Sebelum dicabut, otoritas sebenarnya sudah memberi kesempatan manajemen untuk memperbaiki keuangan selama 180 hari atau enam bulan sesuai ketentuan. Namun, gagal.
BPR di bawah pimpinan Suparyani ini memiliki aset terakhir mencapai Rp 10,6 miliar. Sementara untuk dana yang dimiliki mencapai Rp 7,9 miliar.
Rinciannya, tabungan nasabah mencapai Rp 1,6 miliar dan deposito mencapai Rp 6,3 miliar ditambah simpanan bank lain.
“Bank ini sudah dilikuidiasi oleh LPS. Dan proses penyelesaian dana nasabah akan difasilitasi oleh LPS. Nanti BPR ini yang membayar ke LPS,” ujar Kepala OJK Regional 8 Bali-Nusa tenggara Hizbullah.
Mantan Direktur LJK OJK regional 3 Jawa Tengah ini mengungkapkan, ada beberapa faktor penyebab menurunnya kinerja yang berujung pada pencabutan BPR yang telah memiliki 1.119 rekening ini.
Kata dia, salah satu yang paling menonjol yakni adanya penyaluran kredit yang tidak tepat dan penyalahgunaan kredit. Dengan kondisi tersebut, membuat kredit macet meningkat.
“Misalnya, orang yang meminjam dengan kekuatan bayarnya Rp 100 juta tapi diberi kredit Rp 600 juta. Akibatnya kredit macetnya tinggi,” paparnya.

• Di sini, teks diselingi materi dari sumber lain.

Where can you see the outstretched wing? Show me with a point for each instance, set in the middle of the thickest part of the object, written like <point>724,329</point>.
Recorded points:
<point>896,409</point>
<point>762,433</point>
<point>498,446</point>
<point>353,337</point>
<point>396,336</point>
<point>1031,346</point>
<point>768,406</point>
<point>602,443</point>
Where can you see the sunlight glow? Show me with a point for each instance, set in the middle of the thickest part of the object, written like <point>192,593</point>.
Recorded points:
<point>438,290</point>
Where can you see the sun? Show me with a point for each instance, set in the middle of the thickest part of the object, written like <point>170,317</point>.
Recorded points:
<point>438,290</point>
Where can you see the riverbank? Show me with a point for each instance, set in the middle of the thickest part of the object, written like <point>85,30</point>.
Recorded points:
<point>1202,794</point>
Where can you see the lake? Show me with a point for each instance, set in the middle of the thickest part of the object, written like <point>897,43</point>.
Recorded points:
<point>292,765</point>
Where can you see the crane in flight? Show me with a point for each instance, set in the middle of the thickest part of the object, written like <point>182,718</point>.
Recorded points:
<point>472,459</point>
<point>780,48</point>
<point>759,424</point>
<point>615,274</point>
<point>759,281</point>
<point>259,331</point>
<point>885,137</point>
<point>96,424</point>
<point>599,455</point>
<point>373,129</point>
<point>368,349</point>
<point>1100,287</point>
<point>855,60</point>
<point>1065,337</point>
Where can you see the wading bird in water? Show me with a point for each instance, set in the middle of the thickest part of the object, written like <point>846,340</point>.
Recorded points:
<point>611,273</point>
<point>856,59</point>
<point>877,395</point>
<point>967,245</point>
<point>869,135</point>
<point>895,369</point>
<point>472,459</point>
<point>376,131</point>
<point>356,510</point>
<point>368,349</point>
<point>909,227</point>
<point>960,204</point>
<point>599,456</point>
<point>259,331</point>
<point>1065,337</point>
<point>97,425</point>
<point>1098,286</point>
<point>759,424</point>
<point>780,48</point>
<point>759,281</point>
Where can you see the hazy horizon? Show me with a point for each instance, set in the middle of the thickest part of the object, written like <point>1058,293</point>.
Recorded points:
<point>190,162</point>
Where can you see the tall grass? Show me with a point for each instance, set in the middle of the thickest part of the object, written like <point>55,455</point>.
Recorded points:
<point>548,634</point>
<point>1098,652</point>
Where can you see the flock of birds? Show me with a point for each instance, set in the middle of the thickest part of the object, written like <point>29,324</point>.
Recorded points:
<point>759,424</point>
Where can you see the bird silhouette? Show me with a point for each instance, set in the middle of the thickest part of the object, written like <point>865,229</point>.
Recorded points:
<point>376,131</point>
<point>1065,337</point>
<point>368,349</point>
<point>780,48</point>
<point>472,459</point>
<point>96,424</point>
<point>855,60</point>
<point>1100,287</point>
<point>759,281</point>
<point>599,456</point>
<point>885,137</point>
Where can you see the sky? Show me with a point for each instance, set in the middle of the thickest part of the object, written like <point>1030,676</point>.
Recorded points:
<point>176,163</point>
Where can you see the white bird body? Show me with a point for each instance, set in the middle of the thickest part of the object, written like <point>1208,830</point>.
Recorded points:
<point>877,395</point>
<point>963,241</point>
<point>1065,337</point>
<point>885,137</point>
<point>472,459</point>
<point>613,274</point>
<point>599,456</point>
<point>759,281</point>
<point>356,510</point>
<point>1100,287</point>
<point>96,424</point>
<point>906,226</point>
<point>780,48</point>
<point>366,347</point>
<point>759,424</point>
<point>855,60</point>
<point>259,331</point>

Dengan kondisi ini, kewenangan pemegang saham sudah beralih ke Lembaga Penjamin Simpanan (LPS). Apakah ada temuan tindak pidana?
Kata Hizbullah, masih dalam tahap penyelidikan Departemen Investigasi dan Penyidikan Perbankan OJK. “Masih dilakukan proses, apakah ada tindakan pidana, nanti diinformasikan,” tegasnya.
Di Bali sendiri, terdapat 137 BPR. Namun yang bermasalah hanya BPR Agung Sedana saja. “Yang lain masih tergolong aman, dan baik-baik saja,” tandasnya.